The surge is driven by a spike in “swap rates,” which are influenced by expectations for future inflation. With the war in Iran threatening global energy supplies, markets are pricing in higher prices for longer. This has moved the average two-year fixed rate from 4.83% to 5.28% in just 14 days, creating an immediate financial burden for anyone looking to secure a new deal.
For a borrower with a £250,000 mortgage, the monthly increase is roughly £65. Over the course of a two-year fix, this adds nearly £1,600 to the total cost of the loan. This “war tax” on housing comes at a time when 1.8 million households are already preparing for the end of their current fixed-rate periods, many of which were secured when rates were much lower.

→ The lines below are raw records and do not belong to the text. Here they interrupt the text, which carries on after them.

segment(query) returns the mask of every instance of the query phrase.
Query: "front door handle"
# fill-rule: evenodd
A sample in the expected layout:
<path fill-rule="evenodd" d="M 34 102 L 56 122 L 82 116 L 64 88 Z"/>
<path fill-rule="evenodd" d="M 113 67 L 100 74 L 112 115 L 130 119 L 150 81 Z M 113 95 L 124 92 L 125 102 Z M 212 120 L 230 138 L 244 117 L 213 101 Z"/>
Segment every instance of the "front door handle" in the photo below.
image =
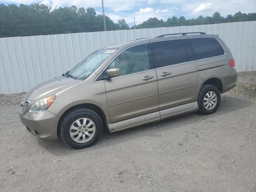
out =
<path fill-rule="evenodd" d="M 144 78 L 142 78 L 142 80 L 143 80 L 144 81 L 147 81 L 148 80 L 151 79 L 152 78 L 154 78 L 154 77 L 152 76 L 149 76 L 147 75 L 146 76 L 144 76 Z"/>
<path fill-rule="evenodd" d="M 161 76 L 162 76 L 163 77 L 166 77 L 168 75 L 170 75 L 171 74 L 172 74 L 172 73 L 168 72 L 164 72 L 162 74 L 160 75 L 161 75 Z"/>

The collapse of low-rate options has been swift. Only nine fixed-rate deals below 4% are currently available, compared to nearly 500 just a week ago. This total withdrawal of competitive pricing suggests that lenders are bracing for a period of extreme economic uncertainty.
All eyes are now on the Bank of England’s meeting this Thursday. While markets were previously betting on a rate cut to 3.5%, the consensus has shifted to a hold at 3.75%. If inflation data continues to worsen, some experts even suggest that rates could move upward before the end of 2026, further squeezing the UK’s “squeezed middle” homeowners.